Lo que más extrañaré es tu voz profética. Francisco supiste leer los signos de los tiempos con ternura, lucidez y tenacidad extraordinaria, e intentó responderlos siempre a la luz del Espíritu Santo. En Laudato Si', nos advertíste sobre la urgencia de una ecología integral mucho antes de que las crisis climáticas se intensificaran. En Fratelli Tutti, nos mostraste un camino de fraternidad universal cuando el mundo se polarizaba. En mis estudios de teología moral y doctrina social, he visto cómo sus intuiciones profundas respondían a los grandes desafíos contemporáneos desde una hermenéutica evangélica renovada y comprometida con quienes, al final del día, serían los más perjudicados.
Siento una tristeza honda por tu partida, pero como tu mismo nos enseñaste, es una tristeza con tónica de agradecimiento y compromiso. Agradecimiento por el don de tu vida entregada hasta el final, por tu testimonio de humildad y servicio, por tu sonrisa que transparentaba la alegría del Evangelio. Compromiso con tu legado, que nos interpela a continuar tu obra, a ser una Iglesia samaritana que se abaja para acariciar y curar heridas, dejándose impregnar del olor a oveja y sin miedo a ensuciarse las manos en las periferias.
Para mí, como jesuita en formación, Francisco representó a un hermano que se dejó impregnar de Ignacio y fue contemplativo en la acción, buscando y hallando a Dios en todas las cosas, discerniendo los espíritus para mayor gloria de Dios. Tu pontificado coincidió casi exactamente con mis años de formación, y puedo decir que aprehendí y aprendí, mostrándome con tu vida lo que significa ser un sacerdote según el corazón de Cristo en el mundo actual.
Antes de terminar, quisiera hacer una mención especial a las y los jóvenes con quienes he aprendido a concretar el amor de Dios. Con esperanza, quisiera invitarles a no tener miedo de arriesgarse a ser buenos y buenas, a escandalizarse por las injusticias de nuestra sociedad, a no balconear la vida sino a involucrarse e incidir profundamente, y, sobre todo, a poner su vida entera para que este mundo sea más humano y fraterno.
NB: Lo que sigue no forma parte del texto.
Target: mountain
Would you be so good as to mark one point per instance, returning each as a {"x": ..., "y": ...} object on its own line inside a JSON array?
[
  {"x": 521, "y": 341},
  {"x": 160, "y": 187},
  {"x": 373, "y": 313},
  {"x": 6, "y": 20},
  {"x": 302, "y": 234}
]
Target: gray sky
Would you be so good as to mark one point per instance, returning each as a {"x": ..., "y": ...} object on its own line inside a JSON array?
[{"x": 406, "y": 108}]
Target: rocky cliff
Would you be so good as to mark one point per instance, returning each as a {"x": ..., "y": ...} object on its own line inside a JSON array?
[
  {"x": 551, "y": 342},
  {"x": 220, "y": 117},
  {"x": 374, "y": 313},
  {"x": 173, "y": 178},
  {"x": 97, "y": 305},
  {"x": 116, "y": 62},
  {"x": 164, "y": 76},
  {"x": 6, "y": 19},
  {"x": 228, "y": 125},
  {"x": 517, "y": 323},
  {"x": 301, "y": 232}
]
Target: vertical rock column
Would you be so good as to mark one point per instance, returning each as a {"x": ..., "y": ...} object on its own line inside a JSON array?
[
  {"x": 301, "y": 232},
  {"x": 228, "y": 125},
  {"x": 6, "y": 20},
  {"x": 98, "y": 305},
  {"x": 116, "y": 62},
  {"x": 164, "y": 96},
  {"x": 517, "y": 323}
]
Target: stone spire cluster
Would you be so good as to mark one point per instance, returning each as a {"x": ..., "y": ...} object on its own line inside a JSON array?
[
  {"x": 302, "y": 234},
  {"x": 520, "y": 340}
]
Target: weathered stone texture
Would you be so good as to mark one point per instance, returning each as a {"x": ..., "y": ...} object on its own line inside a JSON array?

Mientras nos preparamos para despedirlo y recibir a quien el Espíritu Santo elija como su sucesor, me comprometo a mantener viva tu herencia espiritual en mi futuro ministerio. Que tu ejemplo nos inspire a todos a ser instrumentos de misericordia y reconciliación, a caminar juntos como y con el pueblo santo de Dios en sinodalidad; a custodiar con ternura la vida de todo ser humano, especialmente la de las y los más descartados. Porque, como tu mismo nos enseñaste, la fe auténtica implica siempre “un profundo deseo de cambiar el mundo, de transmitir valores, de dejar algo mejor detrás de nuestro paso por la tierra”.